The PREs observed from Gal4 AD spin-labels on ABD1 and ABD2 are each consistent with previous results obtained from spin-labeled versions of Gcn4 AD. The pattern of Gal4 AD PREs are highly similar to the pattern of Gcn4 AD PREs, as clearly illustrated in correlation plots (Supplementary Fig. 4c–e). Importantly the analysis reveals that Gal4 AD PREs correlate strongly with each other and with Gcn4 AD PREs. A correlation between PREs that emanate from Gal4 positions that are 12 residues apart means that these residues, on average, occupy similar positions for similar amounts of time on the ABDs. Thus, the parsimonious conclusion to be drawn is that, as with Gcn4–Med15 binding, a single orientation of bound Gal4 AD cannot satisfy the PRE data. This situation implies that Gal4 AD adopts a fuzzy interface upon binding to Med15 ABD1 and ABD2.
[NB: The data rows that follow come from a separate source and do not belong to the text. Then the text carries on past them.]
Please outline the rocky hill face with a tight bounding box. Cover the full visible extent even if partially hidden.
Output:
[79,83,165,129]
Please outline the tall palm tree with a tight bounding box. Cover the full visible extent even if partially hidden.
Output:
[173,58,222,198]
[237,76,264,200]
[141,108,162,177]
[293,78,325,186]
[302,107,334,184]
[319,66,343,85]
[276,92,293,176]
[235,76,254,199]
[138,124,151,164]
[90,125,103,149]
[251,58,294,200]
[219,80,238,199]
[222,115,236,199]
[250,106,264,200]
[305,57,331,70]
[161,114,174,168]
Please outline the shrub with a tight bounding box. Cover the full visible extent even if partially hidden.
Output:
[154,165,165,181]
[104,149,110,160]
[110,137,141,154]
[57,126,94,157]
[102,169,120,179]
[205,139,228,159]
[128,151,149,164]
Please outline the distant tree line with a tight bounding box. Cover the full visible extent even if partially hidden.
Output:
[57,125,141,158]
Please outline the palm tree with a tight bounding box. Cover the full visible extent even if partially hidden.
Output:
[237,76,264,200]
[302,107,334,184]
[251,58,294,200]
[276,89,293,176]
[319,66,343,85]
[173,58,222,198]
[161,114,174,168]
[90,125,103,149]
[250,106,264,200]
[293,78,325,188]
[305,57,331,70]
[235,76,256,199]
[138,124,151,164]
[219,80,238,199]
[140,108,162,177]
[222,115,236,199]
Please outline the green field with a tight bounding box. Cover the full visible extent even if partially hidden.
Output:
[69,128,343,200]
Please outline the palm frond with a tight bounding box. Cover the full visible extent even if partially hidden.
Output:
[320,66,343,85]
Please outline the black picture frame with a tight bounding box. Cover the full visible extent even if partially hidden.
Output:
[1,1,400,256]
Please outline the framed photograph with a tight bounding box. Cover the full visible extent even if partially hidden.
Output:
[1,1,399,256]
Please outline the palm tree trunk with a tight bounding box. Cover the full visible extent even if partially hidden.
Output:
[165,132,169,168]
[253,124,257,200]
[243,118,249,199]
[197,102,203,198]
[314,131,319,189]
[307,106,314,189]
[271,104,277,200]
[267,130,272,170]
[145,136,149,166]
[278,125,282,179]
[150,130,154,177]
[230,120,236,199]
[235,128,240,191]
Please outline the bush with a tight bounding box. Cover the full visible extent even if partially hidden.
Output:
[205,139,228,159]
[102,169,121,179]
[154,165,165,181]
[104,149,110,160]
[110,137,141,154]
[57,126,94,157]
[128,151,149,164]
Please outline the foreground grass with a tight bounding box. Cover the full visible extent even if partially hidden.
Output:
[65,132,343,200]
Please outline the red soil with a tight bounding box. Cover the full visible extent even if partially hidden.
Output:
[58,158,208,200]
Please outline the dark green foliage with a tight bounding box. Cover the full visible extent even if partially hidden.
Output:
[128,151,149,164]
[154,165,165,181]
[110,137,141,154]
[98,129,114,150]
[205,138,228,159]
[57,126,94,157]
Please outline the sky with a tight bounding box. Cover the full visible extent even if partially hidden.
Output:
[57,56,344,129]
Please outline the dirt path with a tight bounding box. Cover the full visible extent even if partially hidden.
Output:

Multiple ABD:AD structure states are required to satisfy the PRE data

The highly correlated PREs from multiple spin-label sites is consistent with (but not required for) fuzzy binding. To examine the situation more rigorously, we set out to determine whether PRE data from even a single spin-label site could be satisfied by a fixed orientation ABD:AD structure. The Gal4 AD T860C-TEMPO spin-label data correlate extremely well with the Gcn4 cAD S117C-TEMPO spin-label data previously published32 (Supplementary Fig. 4c). The NMR solution structure for ABD1 and Gcn4 cAD has been solved (pdb 2LPB)33 using extensive experimentally derived restraints (chemical shifts, dihedral angles, and nuclear Overhauser enhancements (NOEs); BMRB 18244). We used the structure and associated restraints as a starting point to determine whether the Gcn4 cAD S117C-TEMPO spin-label PRE data could be satisfied with a single-state ABD1:cAD structure or whether instead an ensemble of multiple ABD1:cAD orientations was required. We compared the total energy and PRE energy terms for ensemble structures containing up to six members (see “Methods”). The energy terms calculated for a single-state structure are dramatically improved by addition of even just one additional ensemble member, and additional improvements are predicted for three- and four-member ensembles (Fig. 5e). Ensemble sizes larger than four did not substantially improve the energy terms. The PRE data were converted into an R2-like relaxation rate for structure refinement using Xplor-NIH (black line Fig. 5f). Again, an ensemble of two or more states is required to recapitulate the PRE data (red lines Fig. 5f). The analysis supports the conclusion that ABD1:cAD is a fuzzy complex, as previously determined33. By extrapolation, the strong correlation between Gal4 AD PREs and those of Gcn4 cAD supports the conclusion that the Gal4 AD also forms a fuzzy complex with ABD1.

Discussion

Our functional studies identify two hydrophobic-containing regions in a minimal Gal4 AD that contribute to transcriptional activation. Both regions are required for robust transcription activation in vivo, as each individual region has only modest activation activity on its own. Such behavior is reminiscent of the Gcn4 nAD, in which four hydrophobic clusters distributed over 100 residues are required for full function and no single hydrophobic cluster can activate transcription effectively on its own. Both Gal4 AD regions interact directly with ABDs of Med15, as evidenced by NMR, with Region 2 appearing to dominate the binding. We note that the most C-terminal hydrophobic cluster in the Gcn4 nAD also shows the largest CSPs, despite additional clusters being functionally important. These two examples contrast with the Gcn4 cAD, whose function is largely encoded within a single short sequence embedded in a disordered, acidic polypeptide31,33,34. Important hydrophobic residues are spread over a 20–30 residue range in yeast transcription activators Met4 and Ino2, suggesting that hydrophobic residues distributed over an AD are more common than a single short dominant sequence. This model offers a rationale for why conserved sequence motif(s) have not been identified among transcription activators. Furthermore, the interactions are weak and transient, with an upper limit on the lifetime of an AD/ABD1 complex of around 4 ms. We suggest that the multiple short hydrophobic regions contribute to Med15 binding by a mechanism similar to avidity or allovalency39. By this mechanism, multiple weak binding sites in the AD act to increase the effective affinity for multiple binding sites on Med15 by decreasing the dissociation rate of the two molecules and effectively increasing the local concentration of the binding partners. This binding mechanism can also explain the positive contribution of entropy to Med15 binding observed with Gcn4, Ino2, Met4, and Gal4 ADs31,33,36.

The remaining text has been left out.